Intrinsic Retrieval Efficiency for Quantum Memory: A Three Dimensional Theory of Light Interaction with an Atomic Ensemble

TL;DR

This paper develops a comprehensive three-dimensional theoretical model of light interaction with atomic ensembles to analyze and optimize the intrinsic retrieval efficiency of quantum memories used in quantum communication.

Contribution

It introduces a complete 3D formalism for the read/write process in atomic ensemble quantum memories, including effects of atomic motion and density fluctuations.

Findings

Intrinsic retrieval efficiency varies with storage time and beam configuration.

The model predicts optimal conditions for maximizing retrieval efficiency.

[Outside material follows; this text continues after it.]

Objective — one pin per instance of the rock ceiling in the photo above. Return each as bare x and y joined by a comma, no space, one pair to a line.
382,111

Simulation results guide experimental parameter choices.

Abstract

Duan-Lukin-Cirac-Zoller (DLCZ) quantum repeater protocol, which was proposed to realize long distance quantum communication, requires usage of quantum memories. Atomic ensembles interacting with optical beams based on off-resonant Raman scattering serve as convenient on-demand quantum memories. Here, a complete free space, three-dimensional theory of the associated read and write process for this quantum memory is worked out with the aim of understanding intrinsic retrieval efficiency. We develop a formalism to calculate the transverse mode structure for the signal and the idler photons and use the formalism to study the intrinsic retrieval efficiency under various configurations. The effects of atomic density fluctuations and atomic motion are incorporated by numerically simulating this system for a range of realistic experimental parameters. We obtain results that describe the variation in the intrinsic retrieval efficiency as a function of the memory storage time for skewed beam configuration at a finite temperature, which provides valuable information for optimization of the retrieval efficiency in experiments.